La notion d’authenticité se tourne alors vers l’analyse des comportements des leaders. James E. Henderson et Wayne K. Hoy poursuivent les travaux de Halpin et Croft en proposant une première définition comportementale du leader authentique mettant l’accent sur la prééminence du leader sur son rôle, la non-manipulation des subordonnés et l’acceptation de la responsabilité personnelle et organisationnelle comprenant l’acceptation de ses erreurs[4]. Au cours de leur travaux, ils construisent une première mesure de l’authenticité d’un leader, Leader Authenticity Scale, composée de 32 items.

Le courant de recherche autour des pratiques de leadership se tourne vers un leadership dit « positif », soucieux du bien-être des salariés, des conditions de développement et des moyens d’inspiration utilisés pour susciter l’engagement des collaborateurs. Warren Bennis, maître à penser du leadership aux États-Unis dans les années 1970 et conseiller des présidents Kennedy, Johnson, Ford et Reagan, présente l’authenticité comme la solution aux problèmes de leadership que les différentes crises économiques font émerger[5].

À la fin des années 1990, le leadership authentique est donc en pleine émergence au sein des milieux universitaires anglo-saxons. En 1999, Bernard M. Bass décrit pour la première fois le leader authentique en comparaison du leadership de transformation.

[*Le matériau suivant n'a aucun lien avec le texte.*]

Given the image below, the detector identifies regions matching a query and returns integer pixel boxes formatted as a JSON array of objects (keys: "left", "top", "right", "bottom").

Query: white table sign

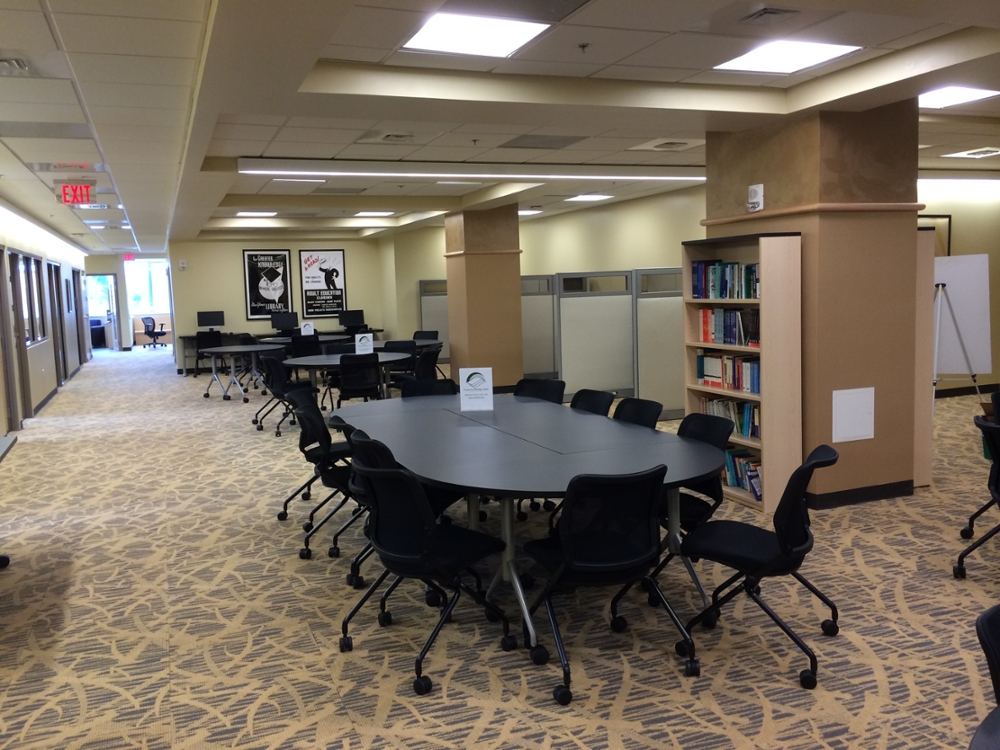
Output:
[
  {"left": 458, "top": 367, "right": 493, "bottom": 411},
  {"left": 354, "top": 333, "right": 375, "bottom": 354}
]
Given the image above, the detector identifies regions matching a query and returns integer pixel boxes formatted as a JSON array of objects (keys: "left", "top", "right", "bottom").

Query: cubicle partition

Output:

Il définit le leader authentique en opposition à une pseudo-transformation qui se voudrait simplement fantaisiste et narcissique. L’influence idéalisée, la motivation inspirée, la stimulation intellectuelle et la considération individualisée sont présentées comme les composantes du leadership transformationnel authentique[6]. En 2003, F. Luthans et B.J. Avolio définissent le leadership authentique dans les organisations comme « un processus qui s'appuie à la fois sur des capacités psychologiques positives et sur un contexte organisationnel très développé, ce qui entraîne à la fois une plus grande conscience de soi et des comportements positifs autorégulés de la part des leaders et de leurs collaborateurs, favorisant ainsi un développement personnel positif […] Le leader authentique est fidèle à lui-même et le comportement qu'il adopte transforme positivement ou développe les associés en leaders eux-mêmes[7]. » Ils créent un modèle de développement du leadership authentique fondé sur des capacités psychologiques positives nées de l’expérience personnelle et d’un contexte organisationnel positif le tout permettant un développement personnel positif jusqu’à acquérir des vertus de leader authentique[7]. Ce premier article de création d’un modèle théorique du leadership authentique appelle à construire des structures et des processus permettant le développement du leadership authentique[7].

En 2005, le leadership authentique est le thème de la revue The Leadership Quarterly et du Journal of Management Studies. L’engouement grandissant autour de cette approche du leadership entraîne une multiplication des publications. La dispute universitaire sur le leadership authentique se joue sur les termes qui définissent le leadership authentique, les caractéristiques du leader authentique. Boas Shamir et Galit Eilam ont proposé une nouvelle définition du leader authentique et du leadership authentique. Ils affirment ainsi que le leader authentique acquiert ses caractéristiques en construisant, développant et révisant sa propre histoire[8]. Le développement du leader authentique implique donc un développement de l’identité du leader fondée sur une importante connaissance de soi, un développement de ses propres buts, de ses propres concepts, de ses valeurs et convictions et la cohérence entre son comportement et ses valeurs[8]. Le rôle du récit de vie est central dans cette définition. Elle trouve son originalité dans l’absence de dimension morale donnée aux valeurs et convictions du leader. Le leadership authentique ne pourra être jugé que sur l’authenticité du leader et l’adhésion authentique des collaborateurs[8].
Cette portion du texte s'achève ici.